Demokrasi dan Absurditas: Camus Bicara
Albert Camus, melalui konsep absurditasnya, mungkin akan melihat Pilkada ini sebagai bentuk "Sisyphus modern." Kita, sebagai warga, mendorong batu demokrasi ke puncak bukit hanya untuk melihatnya menggelinding kembali ke bawah---ritual tanpa tujuan, tanpa makna. Namun, Camus juga mengajarkan bahwa dalam absurditas, kita bisa menemukan pemberontakan.
Pemberontakan di sini bukanlah tindakan destruktif, tetapi tindakan untuk memberi makna baru pada situasi yang absurd. Mungkin bagi masyarakat Banjarbaru, pemberontakan itu hadir dalam bentuk diskusi kritis, satire, dan refleksi atas demokrasi yang sedang mereka jalani. Dalam absurditas ini, ada peluang untuk menciptakan demokrasi yang lebih bermakna di masa depan.

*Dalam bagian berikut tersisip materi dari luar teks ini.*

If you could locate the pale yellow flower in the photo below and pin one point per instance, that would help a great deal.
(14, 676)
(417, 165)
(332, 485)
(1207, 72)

Demokrasi: Sistem atau Nilai?
Dari sudut pandang filsafat politik, demokrasi sering kali diperdebatkan sebagai sistem dan nilai. Sebagai sistem, demokrasi memiliki prosedur: pemilu, TPS, dan surat suara. Tetapi sebagai nilai, demokrasi jauh lebih kompleks. Ini tentang penghormatan terhadap kebebasan individu, hak untuk memilih, dan suara setiap warga.